12 mai 1940 : première bataille de chars (d’envergure) de l’histoire (Hannut – Belgique). Le corps de cavalerie commandé par le général français Prioux (chars Hotchkis et SOMUA 35) donne un coup d’arrêt puis freine le 16e corps de Panzer du général Hoepner (Panzer I, II, III et IV) dans le cadre d’un rapport de force au global équilibré. Même si les Allemands perdent 164 chars contre 105 côté français, la bataille ne peut  être considérée comme une occasion de victoire manquée puisque la mission du corps de cavalerie français n’a pu être remplie (couvrir l’installation de la 1ère armée sur la ligne Wavre-Gembloux-Namur et renseigner sur la situation des Belges sur le canal Albert).  Bien que mécaniquement excellents, les chars français ont été victimes de deux défauts congénitaux majeurs : absence de radio (interdisant coordination entre eux et avec les appuis ) et tourelle à 1 homme (le chef de char est à la fois tireur et chargeur). L’efficacité des Stukas allemands contre l’artillerie a par ailleurs privé les chars français de ces précieux appuis.

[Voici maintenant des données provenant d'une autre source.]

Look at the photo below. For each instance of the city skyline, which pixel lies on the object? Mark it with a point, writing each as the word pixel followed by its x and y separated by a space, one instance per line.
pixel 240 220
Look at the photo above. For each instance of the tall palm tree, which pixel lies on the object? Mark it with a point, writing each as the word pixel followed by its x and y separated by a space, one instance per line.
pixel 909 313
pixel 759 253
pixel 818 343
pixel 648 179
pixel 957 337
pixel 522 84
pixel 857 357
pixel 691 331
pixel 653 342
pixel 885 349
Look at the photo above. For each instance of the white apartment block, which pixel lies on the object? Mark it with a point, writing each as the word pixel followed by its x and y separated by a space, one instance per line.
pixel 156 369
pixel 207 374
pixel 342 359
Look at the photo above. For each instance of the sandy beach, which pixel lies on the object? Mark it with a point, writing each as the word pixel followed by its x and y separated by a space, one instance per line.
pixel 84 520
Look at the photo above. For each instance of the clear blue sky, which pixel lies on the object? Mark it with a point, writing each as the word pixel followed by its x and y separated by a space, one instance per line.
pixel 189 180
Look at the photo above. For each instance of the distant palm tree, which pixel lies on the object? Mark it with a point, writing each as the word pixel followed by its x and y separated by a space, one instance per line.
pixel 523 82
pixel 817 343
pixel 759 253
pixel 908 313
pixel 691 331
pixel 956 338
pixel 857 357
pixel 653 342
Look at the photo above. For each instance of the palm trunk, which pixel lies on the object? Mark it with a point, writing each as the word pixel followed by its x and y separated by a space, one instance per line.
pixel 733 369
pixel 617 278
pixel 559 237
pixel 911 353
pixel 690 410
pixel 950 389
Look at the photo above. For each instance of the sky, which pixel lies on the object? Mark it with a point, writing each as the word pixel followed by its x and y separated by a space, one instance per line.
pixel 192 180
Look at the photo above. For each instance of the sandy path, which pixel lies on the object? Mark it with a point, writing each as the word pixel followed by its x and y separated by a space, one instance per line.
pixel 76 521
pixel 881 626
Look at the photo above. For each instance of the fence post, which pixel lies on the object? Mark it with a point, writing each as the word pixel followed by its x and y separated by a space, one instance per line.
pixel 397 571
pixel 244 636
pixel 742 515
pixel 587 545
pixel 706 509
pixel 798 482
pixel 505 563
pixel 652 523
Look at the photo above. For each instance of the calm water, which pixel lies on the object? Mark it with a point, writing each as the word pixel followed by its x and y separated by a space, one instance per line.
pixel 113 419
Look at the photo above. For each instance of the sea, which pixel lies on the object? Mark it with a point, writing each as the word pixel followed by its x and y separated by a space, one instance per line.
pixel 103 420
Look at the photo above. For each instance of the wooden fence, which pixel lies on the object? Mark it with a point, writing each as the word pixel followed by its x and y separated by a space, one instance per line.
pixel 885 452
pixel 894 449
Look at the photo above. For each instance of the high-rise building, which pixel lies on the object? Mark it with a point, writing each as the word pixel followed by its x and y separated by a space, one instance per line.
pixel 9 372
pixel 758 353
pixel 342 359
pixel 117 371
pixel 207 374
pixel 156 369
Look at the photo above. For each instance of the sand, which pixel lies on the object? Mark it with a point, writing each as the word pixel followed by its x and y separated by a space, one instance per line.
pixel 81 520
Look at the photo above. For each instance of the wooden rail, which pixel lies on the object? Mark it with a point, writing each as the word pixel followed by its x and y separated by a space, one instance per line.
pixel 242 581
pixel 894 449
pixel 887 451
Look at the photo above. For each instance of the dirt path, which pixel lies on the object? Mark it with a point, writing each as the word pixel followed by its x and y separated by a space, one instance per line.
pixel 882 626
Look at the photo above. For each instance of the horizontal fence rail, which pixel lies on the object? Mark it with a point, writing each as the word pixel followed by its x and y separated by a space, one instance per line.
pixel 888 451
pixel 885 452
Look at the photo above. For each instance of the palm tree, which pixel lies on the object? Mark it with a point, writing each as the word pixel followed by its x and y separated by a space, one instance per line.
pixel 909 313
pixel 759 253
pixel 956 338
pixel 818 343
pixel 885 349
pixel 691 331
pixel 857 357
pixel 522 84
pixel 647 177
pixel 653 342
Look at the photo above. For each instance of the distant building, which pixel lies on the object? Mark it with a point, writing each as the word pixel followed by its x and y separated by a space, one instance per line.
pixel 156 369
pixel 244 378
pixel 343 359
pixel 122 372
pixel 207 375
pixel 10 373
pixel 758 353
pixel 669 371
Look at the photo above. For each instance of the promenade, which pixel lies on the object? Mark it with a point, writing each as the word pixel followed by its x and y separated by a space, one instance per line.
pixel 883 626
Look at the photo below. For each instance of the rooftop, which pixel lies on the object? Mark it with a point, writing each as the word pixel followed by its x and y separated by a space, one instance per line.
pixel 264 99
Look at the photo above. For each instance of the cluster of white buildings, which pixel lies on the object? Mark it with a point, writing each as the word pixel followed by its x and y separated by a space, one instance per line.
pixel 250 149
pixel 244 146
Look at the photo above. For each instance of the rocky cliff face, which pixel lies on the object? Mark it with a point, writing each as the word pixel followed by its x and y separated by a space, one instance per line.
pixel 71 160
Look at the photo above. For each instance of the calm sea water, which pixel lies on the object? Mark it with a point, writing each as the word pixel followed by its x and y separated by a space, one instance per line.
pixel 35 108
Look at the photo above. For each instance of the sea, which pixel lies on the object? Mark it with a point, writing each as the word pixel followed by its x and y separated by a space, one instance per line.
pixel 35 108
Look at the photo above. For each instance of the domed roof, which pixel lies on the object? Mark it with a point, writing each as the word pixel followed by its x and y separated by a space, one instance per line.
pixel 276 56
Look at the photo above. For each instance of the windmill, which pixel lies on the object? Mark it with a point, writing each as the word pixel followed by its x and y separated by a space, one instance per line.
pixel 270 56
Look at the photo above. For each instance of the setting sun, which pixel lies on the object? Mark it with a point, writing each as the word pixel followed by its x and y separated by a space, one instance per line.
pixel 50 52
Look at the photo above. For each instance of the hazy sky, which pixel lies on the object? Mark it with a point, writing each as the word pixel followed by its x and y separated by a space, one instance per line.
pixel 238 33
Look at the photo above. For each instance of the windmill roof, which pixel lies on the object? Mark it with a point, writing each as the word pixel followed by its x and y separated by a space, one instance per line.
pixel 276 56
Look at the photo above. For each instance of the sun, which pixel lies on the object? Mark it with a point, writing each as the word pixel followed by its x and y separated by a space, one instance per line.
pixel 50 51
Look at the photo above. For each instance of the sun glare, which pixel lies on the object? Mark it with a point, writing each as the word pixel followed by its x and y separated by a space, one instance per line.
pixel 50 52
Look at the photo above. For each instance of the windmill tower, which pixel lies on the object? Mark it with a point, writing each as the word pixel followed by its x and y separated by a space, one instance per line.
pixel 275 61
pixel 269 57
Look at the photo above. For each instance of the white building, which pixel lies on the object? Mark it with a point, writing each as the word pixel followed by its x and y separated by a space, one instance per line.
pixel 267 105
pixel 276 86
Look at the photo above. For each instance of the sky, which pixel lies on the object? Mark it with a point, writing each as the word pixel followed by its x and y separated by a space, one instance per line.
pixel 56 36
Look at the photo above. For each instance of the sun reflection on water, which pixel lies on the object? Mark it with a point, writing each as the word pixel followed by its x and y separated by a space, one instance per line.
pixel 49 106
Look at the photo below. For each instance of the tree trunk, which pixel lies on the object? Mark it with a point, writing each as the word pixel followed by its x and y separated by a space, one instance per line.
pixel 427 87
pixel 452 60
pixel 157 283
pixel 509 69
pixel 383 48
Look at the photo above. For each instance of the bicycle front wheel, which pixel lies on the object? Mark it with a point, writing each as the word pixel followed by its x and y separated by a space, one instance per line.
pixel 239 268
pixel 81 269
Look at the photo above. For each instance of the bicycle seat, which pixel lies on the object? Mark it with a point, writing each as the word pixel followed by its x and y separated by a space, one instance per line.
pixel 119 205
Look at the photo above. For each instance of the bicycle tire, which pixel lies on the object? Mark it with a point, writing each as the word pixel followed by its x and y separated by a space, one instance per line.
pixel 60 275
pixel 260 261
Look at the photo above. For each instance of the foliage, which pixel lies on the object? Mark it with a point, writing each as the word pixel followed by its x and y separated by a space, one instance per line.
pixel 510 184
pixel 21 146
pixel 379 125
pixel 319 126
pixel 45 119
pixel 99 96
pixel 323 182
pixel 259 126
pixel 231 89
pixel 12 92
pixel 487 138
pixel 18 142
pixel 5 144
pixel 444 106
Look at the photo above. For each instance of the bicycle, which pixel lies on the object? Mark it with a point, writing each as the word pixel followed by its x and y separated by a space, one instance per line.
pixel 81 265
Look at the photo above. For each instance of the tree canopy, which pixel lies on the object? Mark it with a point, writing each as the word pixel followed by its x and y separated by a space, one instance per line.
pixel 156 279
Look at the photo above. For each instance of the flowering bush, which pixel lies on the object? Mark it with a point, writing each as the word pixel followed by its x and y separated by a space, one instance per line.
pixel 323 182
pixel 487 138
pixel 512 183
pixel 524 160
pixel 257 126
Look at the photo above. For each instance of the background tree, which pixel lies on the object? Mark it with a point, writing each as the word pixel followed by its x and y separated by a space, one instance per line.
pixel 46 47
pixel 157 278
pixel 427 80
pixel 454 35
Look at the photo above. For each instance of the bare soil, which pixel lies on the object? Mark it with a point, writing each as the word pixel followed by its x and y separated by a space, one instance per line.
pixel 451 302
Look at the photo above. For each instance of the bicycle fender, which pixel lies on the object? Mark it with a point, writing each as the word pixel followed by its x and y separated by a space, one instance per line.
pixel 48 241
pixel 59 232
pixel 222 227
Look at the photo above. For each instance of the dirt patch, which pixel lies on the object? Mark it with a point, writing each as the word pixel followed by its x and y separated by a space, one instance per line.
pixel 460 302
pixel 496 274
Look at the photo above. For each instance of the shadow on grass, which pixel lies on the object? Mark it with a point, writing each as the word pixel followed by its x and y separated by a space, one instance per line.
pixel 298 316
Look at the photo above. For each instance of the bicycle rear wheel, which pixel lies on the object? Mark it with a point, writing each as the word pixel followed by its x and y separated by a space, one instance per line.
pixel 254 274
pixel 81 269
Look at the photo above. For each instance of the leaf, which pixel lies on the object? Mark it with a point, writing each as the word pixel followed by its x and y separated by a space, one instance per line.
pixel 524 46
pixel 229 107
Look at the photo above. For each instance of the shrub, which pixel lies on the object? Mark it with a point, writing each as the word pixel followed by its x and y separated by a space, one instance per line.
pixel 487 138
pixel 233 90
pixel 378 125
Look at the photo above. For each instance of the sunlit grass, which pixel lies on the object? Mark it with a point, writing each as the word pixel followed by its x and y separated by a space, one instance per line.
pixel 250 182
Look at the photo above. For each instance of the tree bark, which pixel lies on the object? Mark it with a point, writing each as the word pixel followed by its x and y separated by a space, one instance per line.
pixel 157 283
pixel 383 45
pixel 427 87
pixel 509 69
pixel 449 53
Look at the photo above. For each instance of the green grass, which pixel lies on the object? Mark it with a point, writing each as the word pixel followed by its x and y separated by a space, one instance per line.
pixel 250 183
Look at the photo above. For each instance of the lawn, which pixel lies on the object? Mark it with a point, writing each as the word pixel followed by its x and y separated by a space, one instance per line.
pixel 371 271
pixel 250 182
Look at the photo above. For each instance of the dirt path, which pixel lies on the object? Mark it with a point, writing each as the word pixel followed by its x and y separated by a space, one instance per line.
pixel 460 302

12 mai 1943 : première torpille acoustique sous-marine. Le UBoot U-456 est coulé par l’explosion d’une torpille anti-sous-marine acoustique (Marck 24) larguée pour la première fois depuis un bombardier Consolidated Liberator

12 mai 1949 : fin du blocus de Berlin. Du 24 juin 1948 au 12 mai 1949, soit pendant plus d’un an, Berlin Ouest est ravitaillé uniquement par voie aérienne grâce à un gigantesque effort logistique principalement américain. Les Soviétiques ne parviennent pas à étouffer la partie Ouest de Berlin qu’occupent les Alliés et ce malgré les nombreuses intimidations de l’URSS. 79 alliés perdent la vie durant le pont aérien à cause d’accidents liés pour beaucoup à des obstructions soviétiques.

  12 mai  Le SOMUA 35.

 




Chronique historique : 11 mai

11052017

11 mai 1678 : naufrage des récifs d’Aves (actuel Venezuela). Après avoir repris aux Hollandais, l’ile de Gorée, Tobago et Cayenne durant la campagne de 1676-1677, le vice-amiral Jean d’Estrées décide d’attaquer Curaçao, île hollandaise. Refusant de prendre un pilote alors que ses adjoints l’exhortent à le faire, il s’échoue dans la nuit du 11 au 12 mai avec 17 navires (dont le vaisseau amiral le Terrible) sur les récifs des îles d’Aves. Cette catastrophe (500 morts) a effacé de la mémoire de la Royale ses premiers succès sans toutefois l’empêcher d’être promu maréchal de France en 1681.

11 mai 1689 : bataille de la baie de Bantry (Irlande). Victoire navale française sur les Anglais durant la guerre de la Ligue d’Augsbourg. Jacques II d’Angleterre, détrôné par Guillaume d’Orange, s’est réfugié en France où Louis XIV l’aide à retrouver son trône. Une armée navale de vingt-quatre vaisseaux commandée par le lieutenant général de Châteaurenault débarque ainsi 1500 hommes dans la baie de Bantry lorsqu’il est rejoint par une flotte anglaise (amiral Herbert). Châteaurenault réussit à la fois le débarquement des troupes et la sortie de la baie sous le feu anglais puis met en fuite l’escadre ennemie qui dénombre plus de trois cents tués ou blessés.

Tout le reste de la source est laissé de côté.